昨年12月には幹部候補生学校(江田島市)の学校長だった近藤奈津枝さんが海自で最も階級の高い海将となり、大湊地方総監部(青森県)トップの地方総監に就くなど、登用も進む。
「隊員が笑顔で」
「人口減が進み、自衛隊の維持に女性が必要という面もあると思う。時代の要請もあり、働きやすい環境が整ってきたから女性が増えたとも言える」と林田さん。「嫌なことは嫌とはっきりと言えて、隊員が笑顔で向かえる職場にしたい」と願う。
ただ一方で、自衛隊内ではハラスメント被害が後を絶たない現実もある。呉地方隊も例外ではない。

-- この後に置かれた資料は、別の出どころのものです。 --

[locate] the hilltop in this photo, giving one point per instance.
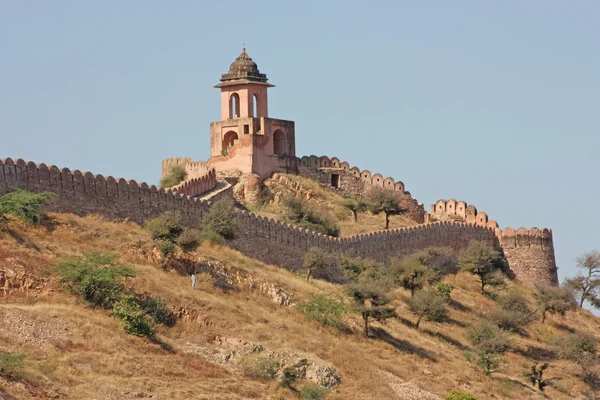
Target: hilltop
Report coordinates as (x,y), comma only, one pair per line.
(243,309)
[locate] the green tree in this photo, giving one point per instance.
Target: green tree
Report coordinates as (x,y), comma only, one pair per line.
(587,286)
(371,301)
(388,202)
(553,300)
(356,205)
(482,260)
(221,218)
(489,343)
(24,205)
(174,177)
(318,262)
(95,277)
(417,270)
(427,305)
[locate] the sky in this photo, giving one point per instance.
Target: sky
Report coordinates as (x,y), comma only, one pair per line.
(495,103)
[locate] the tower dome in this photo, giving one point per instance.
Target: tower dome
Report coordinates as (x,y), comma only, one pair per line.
(244,69)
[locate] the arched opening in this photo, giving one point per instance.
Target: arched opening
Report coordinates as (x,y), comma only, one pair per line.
(279,143)
(229,140)
(255,110)
(234,106)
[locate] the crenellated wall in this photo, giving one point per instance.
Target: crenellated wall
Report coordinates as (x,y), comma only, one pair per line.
(445,210)
(200,177)
(86,193)
(530,253)
(354,180)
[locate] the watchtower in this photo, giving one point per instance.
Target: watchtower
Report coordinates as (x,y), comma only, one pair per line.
(246,139)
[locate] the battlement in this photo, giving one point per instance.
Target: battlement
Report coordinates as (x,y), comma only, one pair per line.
(458,210)
(352,180)
(530,253)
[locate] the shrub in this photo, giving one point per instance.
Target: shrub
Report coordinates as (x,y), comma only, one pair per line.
(576,346)
(24,205)
(258,367)
(380,200)
(455,395)
(325,310)
(487,337)
(482,260)
(95,277)
(221,219)
(212,237)
(553,300)
(189,239)
(134,319)
(11,364)
(489,342)
(289,377)
(427,305)
(157,308)
(514,313)
(175,176)
(166,226)
(351,267)
(444,290)
(319,263)
(313,392)
(299,213)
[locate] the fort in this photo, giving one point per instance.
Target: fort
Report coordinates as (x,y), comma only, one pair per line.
(248,141)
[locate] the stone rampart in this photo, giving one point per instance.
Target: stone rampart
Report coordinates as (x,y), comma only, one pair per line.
(444,210)
(86,193)
(354,180)
(530,253)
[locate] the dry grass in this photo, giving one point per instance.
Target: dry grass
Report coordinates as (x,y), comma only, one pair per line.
(329,203)
(83,354)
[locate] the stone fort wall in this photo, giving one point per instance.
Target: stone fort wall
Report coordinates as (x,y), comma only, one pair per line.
(355,181)
(530,253)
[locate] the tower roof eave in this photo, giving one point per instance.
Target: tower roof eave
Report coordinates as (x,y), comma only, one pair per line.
(242,82)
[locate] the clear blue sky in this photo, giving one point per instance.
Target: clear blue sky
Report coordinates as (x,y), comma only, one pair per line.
(496,103)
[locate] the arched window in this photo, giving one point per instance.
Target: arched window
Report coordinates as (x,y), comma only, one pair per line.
(234,106)
(229,139)
(255,105)
(279,143)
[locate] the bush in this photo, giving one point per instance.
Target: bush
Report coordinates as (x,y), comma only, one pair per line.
(212,237)
(427,305)
(259,367)
(455,395)
(11,364)
(325,310)
(514,313)
(189,239)
(289,377)
(576,346)
(157,308)
(351,267)
(319,264)
(313,392)
(134,319)
(175,176)
(487,337)
(300,214)
(165,227)
(444,290)
(221,219)
(95,277)
(24,205)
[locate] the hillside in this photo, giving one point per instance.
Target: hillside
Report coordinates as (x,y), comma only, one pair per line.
(76,352)
(324,200)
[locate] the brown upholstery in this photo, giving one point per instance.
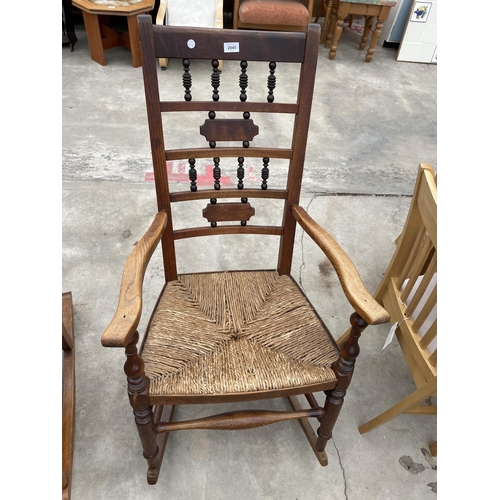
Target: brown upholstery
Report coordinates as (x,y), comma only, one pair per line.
(235,332)
(274,12)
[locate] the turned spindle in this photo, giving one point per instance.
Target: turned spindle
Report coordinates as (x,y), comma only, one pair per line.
(186,80)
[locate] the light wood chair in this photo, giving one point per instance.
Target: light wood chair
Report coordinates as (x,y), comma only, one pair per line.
(196,13)
(408,291)
(277,15)
(369,9)
(236,335)
(68,393)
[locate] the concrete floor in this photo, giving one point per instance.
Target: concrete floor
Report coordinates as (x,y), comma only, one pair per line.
(372,124)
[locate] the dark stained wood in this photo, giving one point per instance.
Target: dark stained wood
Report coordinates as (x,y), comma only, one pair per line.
(301,129)
(157,143)
(181,154)
(237,397)
(209,44)
(205,194)
(252,107)
(249,46)
(309,431)
(223,212)
(229,130)
(68,394)
(344,367)
(237,420)
(194,232)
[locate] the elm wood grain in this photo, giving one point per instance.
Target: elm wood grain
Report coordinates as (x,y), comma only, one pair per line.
(309,431)
(264,46)
(238,397)
(223,212)
(155,124)
(229,130)
(68,394)
(182,154)
(194,232)
(164,413)
(356,293)
(209,44)
(237,420)
(301,130)
(252,107)
(129,309)
(202,194)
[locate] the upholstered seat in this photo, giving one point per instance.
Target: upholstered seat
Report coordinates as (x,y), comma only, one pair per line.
(235,332)
(275,12)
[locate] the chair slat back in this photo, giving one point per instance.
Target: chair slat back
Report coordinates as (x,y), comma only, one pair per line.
(409,287)
(244,46)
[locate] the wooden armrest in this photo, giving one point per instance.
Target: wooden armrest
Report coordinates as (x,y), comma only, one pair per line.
(128,313)
(354,289)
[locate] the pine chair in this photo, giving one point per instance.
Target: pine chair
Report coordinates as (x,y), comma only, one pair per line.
(278,15)
(408,291)
(232,336)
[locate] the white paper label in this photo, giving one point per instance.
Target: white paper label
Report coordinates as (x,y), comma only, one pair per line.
(231,46)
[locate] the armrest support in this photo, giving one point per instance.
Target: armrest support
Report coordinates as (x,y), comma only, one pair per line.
(128,313)
(354,289)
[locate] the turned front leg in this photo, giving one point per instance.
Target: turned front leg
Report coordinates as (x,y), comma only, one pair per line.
(138,385)
(343,367)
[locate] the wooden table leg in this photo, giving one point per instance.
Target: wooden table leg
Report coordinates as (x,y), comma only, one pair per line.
(135,46)
(384,14)
(94,38)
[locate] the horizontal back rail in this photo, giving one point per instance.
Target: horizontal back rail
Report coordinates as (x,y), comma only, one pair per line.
(193,232)
(182,154)
(211,44)
(206,194)
(234,106)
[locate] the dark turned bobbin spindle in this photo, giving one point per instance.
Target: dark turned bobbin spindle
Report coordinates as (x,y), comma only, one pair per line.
(244,200)
(215,79)
(213,201)
(192,174)
(186,80)
(271,82)
(265,173)
(216,173)
(240,172)
(211,115)
(243,81)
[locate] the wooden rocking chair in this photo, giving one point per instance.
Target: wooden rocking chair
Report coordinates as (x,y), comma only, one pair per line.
(238,335)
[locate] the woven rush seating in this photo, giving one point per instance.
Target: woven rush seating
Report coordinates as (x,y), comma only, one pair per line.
(235,332)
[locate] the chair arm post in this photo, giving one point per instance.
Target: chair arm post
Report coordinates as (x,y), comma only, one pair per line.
(343,367)
(129,309)
(354,289)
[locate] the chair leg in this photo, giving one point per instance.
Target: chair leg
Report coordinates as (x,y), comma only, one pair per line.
(138,388)
(412,400)
(344,368)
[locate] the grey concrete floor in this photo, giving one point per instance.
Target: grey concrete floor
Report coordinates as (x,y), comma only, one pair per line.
(372,124)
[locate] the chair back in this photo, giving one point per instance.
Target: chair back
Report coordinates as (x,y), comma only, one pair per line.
(409,287)
(222,152)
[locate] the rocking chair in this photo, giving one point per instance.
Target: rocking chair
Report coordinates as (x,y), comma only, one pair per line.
(232,336)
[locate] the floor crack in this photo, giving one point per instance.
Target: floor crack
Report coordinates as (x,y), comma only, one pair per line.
(343,470)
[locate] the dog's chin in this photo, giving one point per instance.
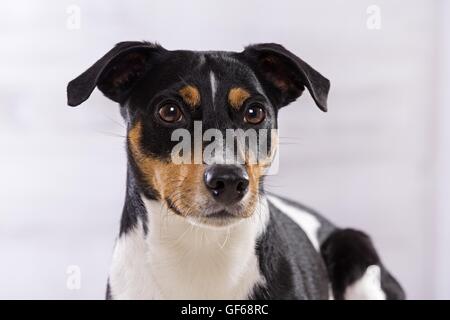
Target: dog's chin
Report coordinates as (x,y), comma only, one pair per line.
(219,219)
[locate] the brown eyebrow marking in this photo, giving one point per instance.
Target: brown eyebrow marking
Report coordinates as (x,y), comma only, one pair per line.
(237,97)
(190,95)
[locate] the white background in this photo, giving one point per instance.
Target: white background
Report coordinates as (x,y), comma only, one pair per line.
(376,161)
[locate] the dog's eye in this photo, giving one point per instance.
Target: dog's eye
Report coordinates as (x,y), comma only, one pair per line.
(170,113)
(254,114)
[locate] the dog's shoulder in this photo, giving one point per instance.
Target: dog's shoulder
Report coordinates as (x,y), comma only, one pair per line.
(316,226)
(288,253)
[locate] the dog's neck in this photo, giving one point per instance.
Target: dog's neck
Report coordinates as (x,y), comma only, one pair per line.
(163,255)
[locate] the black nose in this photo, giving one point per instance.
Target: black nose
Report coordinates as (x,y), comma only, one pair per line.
(227,183)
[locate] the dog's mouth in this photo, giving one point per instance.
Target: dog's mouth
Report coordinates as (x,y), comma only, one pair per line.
(214,216)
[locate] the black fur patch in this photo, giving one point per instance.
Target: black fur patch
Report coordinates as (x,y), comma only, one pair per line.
(348,253)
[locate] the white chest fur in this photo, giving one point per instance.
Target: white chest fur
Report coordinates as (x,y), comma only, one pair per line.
(179,260)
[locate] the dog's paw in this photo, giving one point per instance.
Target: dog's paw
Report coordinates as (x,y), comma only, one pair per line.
(368,287)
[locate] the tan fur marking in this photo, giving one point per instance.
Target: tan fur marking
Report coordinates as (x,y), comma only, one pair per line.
(237,97)
(190,95)
(183,184)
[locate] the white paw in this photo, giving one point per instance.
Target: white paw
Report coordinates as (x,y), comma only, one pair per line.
(368,287)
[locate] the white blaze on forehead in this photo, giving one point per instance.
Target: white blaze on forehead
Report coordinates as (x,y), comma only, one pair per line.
(213,81)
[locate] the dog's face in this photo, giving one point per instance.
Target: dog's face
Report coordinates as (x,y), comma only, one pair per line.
(163,92)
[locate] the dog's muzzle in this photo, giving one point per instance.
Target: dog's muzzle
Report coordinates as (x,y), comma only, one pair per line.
(227,183)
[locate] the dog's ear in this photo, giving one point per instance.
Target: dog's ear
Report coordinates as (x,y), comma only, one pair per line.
(285,75)
(115,73)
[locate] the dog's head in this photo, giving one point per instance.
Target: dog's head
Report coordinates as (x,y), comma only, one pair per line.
(164,96)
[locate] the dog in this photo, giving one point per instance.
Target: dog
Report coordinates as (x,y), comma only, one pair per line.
(209,230)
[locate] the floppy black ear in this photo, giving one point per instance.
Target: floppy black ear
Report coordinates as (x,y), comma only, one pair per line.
(115,73)
(286,74)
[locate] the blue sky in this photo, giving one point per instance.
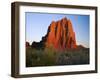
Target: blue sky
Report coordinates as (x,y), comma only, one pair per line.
(37,25)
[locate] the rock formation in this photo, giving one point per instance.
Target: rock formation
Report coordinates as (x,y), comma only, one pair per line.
(60,35)
(27,44)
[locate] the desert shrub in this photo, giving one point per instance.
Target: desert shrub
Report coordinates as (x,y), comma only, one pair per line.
(50,57)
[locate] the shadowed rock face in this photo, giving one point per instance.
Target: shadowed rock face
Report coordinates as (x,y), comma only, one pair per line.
(60,35)
(27,44)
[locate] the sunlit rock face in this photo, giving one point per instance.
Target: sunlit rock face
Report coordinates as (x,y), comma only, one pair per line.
(60,35)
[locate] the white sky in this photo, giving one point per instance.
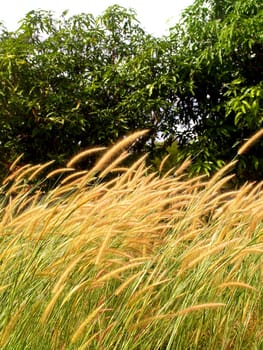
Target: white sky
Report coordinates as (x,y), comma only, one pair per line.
(155,16)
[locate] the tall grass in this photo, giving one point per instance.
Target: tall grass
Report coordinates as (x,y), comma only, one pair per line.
(132,261)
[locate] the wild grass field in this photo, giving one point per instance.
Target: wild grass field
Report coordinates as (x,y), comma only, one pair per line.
(132,261)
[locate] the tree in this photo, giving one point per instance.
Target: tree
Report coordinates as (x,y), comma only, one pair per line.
(71,83)
(219,49)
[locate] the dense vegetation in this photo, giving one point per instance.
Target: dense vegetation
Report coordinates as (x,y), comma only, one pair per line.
(135,262)
(74,82)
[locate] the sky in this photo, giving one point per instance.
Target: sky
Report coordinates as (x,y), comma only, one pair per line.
(155,16)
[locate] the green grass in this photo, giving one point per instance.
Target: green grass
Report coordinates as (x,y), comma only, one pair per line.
(135,262)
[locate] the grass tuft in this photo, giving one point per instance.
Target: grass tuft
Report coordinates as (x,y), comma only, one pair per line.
(129,261)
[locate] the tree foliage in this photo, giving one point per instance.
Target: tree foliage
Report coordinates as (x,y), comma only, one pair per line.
(74,82)
(221,44)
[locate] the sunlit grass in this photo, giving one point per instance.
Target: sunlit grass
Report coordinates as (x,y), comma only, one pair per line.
(132,261)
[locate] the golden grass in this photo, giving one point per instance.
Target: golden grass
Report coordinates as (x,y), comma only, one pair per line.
(134,262)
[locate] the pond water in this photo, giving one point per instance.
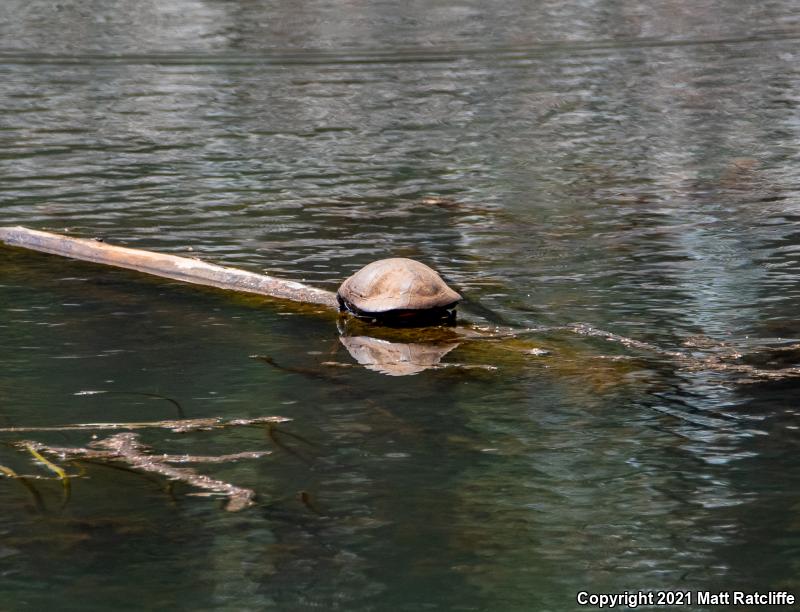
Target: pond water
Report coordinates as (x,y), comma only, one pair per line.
(630,166)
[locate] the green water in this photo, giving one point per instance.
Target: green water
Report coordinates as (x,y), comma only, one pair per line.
(632,166)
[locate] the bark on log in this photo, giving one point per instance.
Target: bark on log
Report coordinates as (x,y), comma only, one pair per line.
(168,266)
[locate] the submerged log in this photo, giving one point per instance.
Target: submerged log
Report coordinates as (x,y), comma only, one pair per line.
(168,266)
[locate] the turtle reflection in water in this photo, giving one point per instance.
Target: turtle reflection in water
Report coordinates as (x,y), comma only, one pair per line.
(397,292)
(395,358)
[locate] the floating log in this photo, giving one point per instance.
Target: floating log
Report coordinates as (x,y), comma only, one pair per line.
(183,269)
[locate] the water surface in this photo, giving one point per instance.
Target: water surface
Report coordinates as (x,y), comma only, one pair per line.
(631,166)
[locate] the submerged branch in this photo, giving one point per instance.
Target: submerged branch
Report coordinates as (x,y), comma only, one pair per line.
(178,425)
(125,447)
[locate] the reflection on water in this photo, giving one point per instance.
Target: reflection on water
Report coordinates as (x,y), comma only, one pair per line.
(627,165)
(394,358)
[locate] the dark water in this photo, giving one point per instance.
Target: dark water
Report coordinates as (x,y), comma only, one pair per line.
(633,166)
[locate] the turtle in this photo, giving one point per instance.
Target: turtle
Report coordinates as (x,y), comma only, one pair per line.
(398,291)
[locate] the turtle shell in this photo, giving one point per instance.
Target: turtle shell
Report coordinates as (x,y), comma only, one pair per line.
(396,285)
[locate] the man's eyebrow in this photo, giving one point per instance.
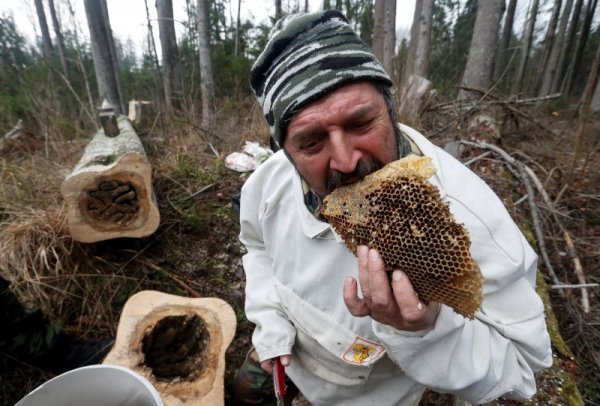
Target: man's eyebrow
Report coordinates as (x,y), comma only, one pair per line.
(361,112)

男性に抱きつかれるなどのセクハラを受けた女性隊員が拒否したにもかかわらず、加害者から直接謝罪を受けさせられた問題が昨年、明るみに出た。元自衛官の五ノ井里奈さん(25)による性被害の訴えをきっかけにした特別防衛監察が進んでいる最中だったこともあり、海自トップの酒井良海上幕僚長は「大変申し訳なく責任を感じている」と陳謝した。
「私も希望を持って入隊した。でも夢は、すぐに打ち砕かれた」。呉地方隊に勤務経験のある女性は明かす。配属された現場で待っていたのは日常的なセクハラ行為だった。